Deux caméras et un logiciel interactif
La préparation par des pharmaciens hospitaliers de ces médicaments (injectés essentiellement en seringue ou via des perfuseurs) se déroule au sein des salles dites « blanches » des hôpitaux, cliniques ou centres anti-cancers. « Pour ces doses personnalisées, rien de mieux que l’humain, mais des facteurs tels que la fatigue, la répétition des tâches, et le manque de vigilance peuvent cependant conduire à des erreurs », ajoute Loïc Tamarelle. Il a co-fondé en 2012 la société Eurekam avec comme co-équipier un pharmacien hospitalier de La Rochelle, Benoît Le Franc.
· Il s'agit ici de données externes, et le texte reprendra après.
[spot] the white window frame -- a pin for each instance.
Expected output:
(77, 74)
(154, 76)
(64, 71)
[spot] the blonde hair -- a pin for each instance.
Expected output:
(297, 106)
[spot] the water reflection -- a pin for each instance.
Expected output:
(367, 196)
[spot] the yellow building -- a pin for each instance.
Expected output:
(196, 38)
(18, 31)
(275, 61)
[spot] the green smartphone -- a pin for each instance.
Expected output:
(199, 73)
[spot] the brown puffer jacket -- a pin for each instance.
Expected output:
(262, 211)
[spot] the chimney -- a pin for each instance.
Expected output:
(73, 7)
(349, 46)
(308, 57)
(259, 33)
C’est ce dernier, au contact du terrain, qui a eu en effet l’idée en 2009, de filmer les séances de préparation de ces solutions médicamenteuses « pour tout d’abord prouver, en cas de pépin, que les protocoles demandés étaient respectés. Puis une réflexion est née pour amener de la technologie afin de garder le meilleur de l’intervention humaine tout en sécurisant l’aspect plus fragile de la vigilance ».
Trois ans de recherche plus tard, avec l’aide au prototypage apportée par l’Université de La Rochelle, un dispositif innovant, avec dépôt de 34 brevets, appelé désormais Drugcam voyait le jour. Un logiciel intelligent, équipé de deux caméras, capable de détecter les erreurs potentielles.
Concrètement, lors de la préparation d’une solution, le pharmacien hospitalier effectue ses tâches habituelles, sous l’œil désormais de deux caméras, l’une filmant en continu son plan de travail, l’autre zoomant sur les produits, flacons, étiquettes…
Le logiciel, qui au préalable a listé toutes les étapes de la préparation (généralement ajout de solvants à des médicaments en poudre, puis transfert en seringue ou poche de perfusion), contrôle chaque produit, sa quantité, sa compatibilité avec l’identité du patient…, puis valide ou non. Si une erreur est détectée, par exemple de produits ou de dosage, Drugcam alerte et demande de la corriger pour pouvoir passer à l’étape suivante.
Anesthésie et pédiatrie : les mêmes besoins de sécurité
« Notre grande innovation est notamment d’avoir réussi à mettre au point un outil capable de reconnaître les produits sans code-barres, ce qui existe peu, mais aussi les volumes contenus par exemple dans les seringues. Nous sommes les seuls au monde à le faire », ajoute Loïc Tamarelle dont sa société Eurekam, aujourd’hui de 10 salariés, a équipé d’ores et déjà une trentaine de centres hospitaliers ou cliniques et qui vient de réaliser une importante levée de fonds pour conquérir le marché international.
Avec, comme autre horizon, la volonté de se tourner aussi vers les services d’anesthésie et de pédiatrie, « où il y a les mêmes besoins de sécurité sur le produit et la dose. Pour un nourrisson, une mauvaise dose de paracétamol peut être gravissime », conclue Loïc Tamarelle, mettant en avant une étude menée dans un des centres hospitaliers équipés de leur dispositif. «Elle conclue que -sur environ 70 000 préparations médicamenteuses à l’année-, grâce à notre équipement, ce serait près de 4 erreurs graves par semaine qui seraient évitées ».